The Kellogg Park South Comfort Station had fallen into serious disrepair, and some funds and been identified for its replacement. In September 2000, it was learned that the City permitted a 2,000 sq. ft. Comfort Station surrounded by 5,000 sq. ft. of concrete with showers in the middle of the park and a restroom that would provide minimum function in maximum space at an excessive cost.
The community pulled together to do the impossible; getting the Comfort Station redesigned to a third of the size (650 sq. ft.) of the previously permitted project, with maximum function in minimum space, cost effectiveness, safety, accessibility, availability, ease of maintenance and aesthetics. Great care given to minimize environmental concerns and to lessen opportunities for vandalism and vagrancy. It should be noted, that Kellogg Park has 2-3 million visitors each year.

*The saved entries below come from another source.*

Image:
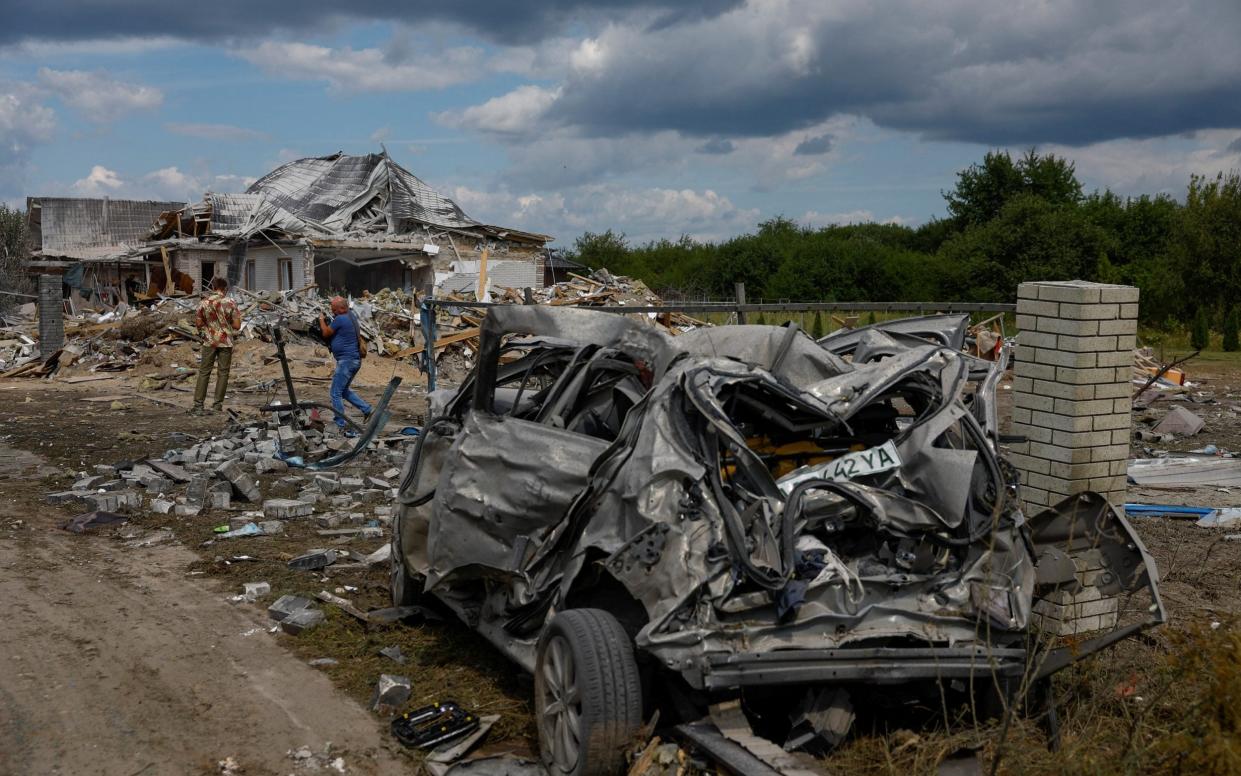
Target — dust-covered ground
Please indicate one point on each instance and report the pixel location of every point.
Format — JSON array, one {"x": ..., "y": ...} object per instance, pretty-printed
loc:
[{"x": 123, "y": 658}]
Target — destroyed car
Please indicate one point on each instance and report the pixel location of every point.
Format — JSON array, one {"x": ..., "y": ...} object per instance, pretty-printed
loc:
[{"x": 645, "y": 520}]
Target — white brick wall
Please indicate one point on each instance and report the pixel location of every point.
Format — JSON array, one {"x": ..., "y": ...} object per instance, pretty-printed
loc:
[{"x": 1071, "y": 389}]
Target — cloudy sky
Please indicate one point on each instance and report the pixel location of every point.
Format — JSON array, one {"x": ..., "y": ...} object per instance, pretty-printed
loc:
[{"x": 650, "y": 117}]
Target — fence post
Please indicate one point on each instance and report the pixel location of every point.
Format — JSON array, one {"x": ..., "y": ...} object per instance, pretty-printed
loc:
[
  {"x": 427, "y": 313},
  {"x": 51, "y": 315}
]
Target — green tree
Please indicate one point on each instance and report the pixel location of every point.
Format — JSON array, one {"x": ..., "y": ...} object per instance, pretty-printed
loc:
[
  {"x": 602, "y": 251},
  {"x": 985, "y": 188},
  {"x": 1232, "y": 330},
  {"x": 1029, "y": 240},
  {"x": 1205, "y": 248},
  {"x": 14, "y": 252},
  {"x": 1200, "y": 332},
  {"x": 817, "y": 325}
]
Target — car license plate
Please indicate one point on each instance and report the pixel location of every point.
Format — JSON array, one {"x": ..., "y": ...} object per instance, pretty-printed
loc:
[{"x": 861, "y": 463}]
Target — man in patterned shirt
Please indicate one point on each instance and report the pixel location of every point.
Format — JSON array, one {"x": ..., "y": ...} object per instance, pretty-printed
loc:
[{"x": 217, "y": 322}]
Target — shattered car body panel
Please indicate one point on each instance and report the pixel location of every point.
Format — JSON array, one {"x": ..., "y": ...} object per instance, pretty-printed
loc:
[{"x": 704, "y": 474}]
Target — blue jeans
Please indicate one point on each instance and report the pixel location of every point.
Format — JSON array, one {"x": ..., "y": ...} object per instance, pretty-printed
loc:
[{"x": 340, "y": 391}]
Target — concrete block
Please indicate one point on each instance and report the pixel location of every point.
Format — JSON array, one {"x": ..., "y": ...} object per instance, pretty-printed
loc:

Plans were drawn by a community member after extensive research. Architectural drawings were donated by Dale Naegle, FAIA, and all change orders were submitted by Don Goertz, AIA. Construction was done by Louis Beacham, Contractor, who built it at “no profit”. Landscaping was donated by Sean O’Neill and Jose Perez. Community members donated the difference to make it a “break even” for the Contractor…truly a team effort.
To the community’s credit, five years later in July 2005, the state of the art Comfort Station opened with a “Royal Flush” – it was was honored with the San Diego and Imperial County chapters of the American Public Works Association’s Project of the Year Award on Sept. 14.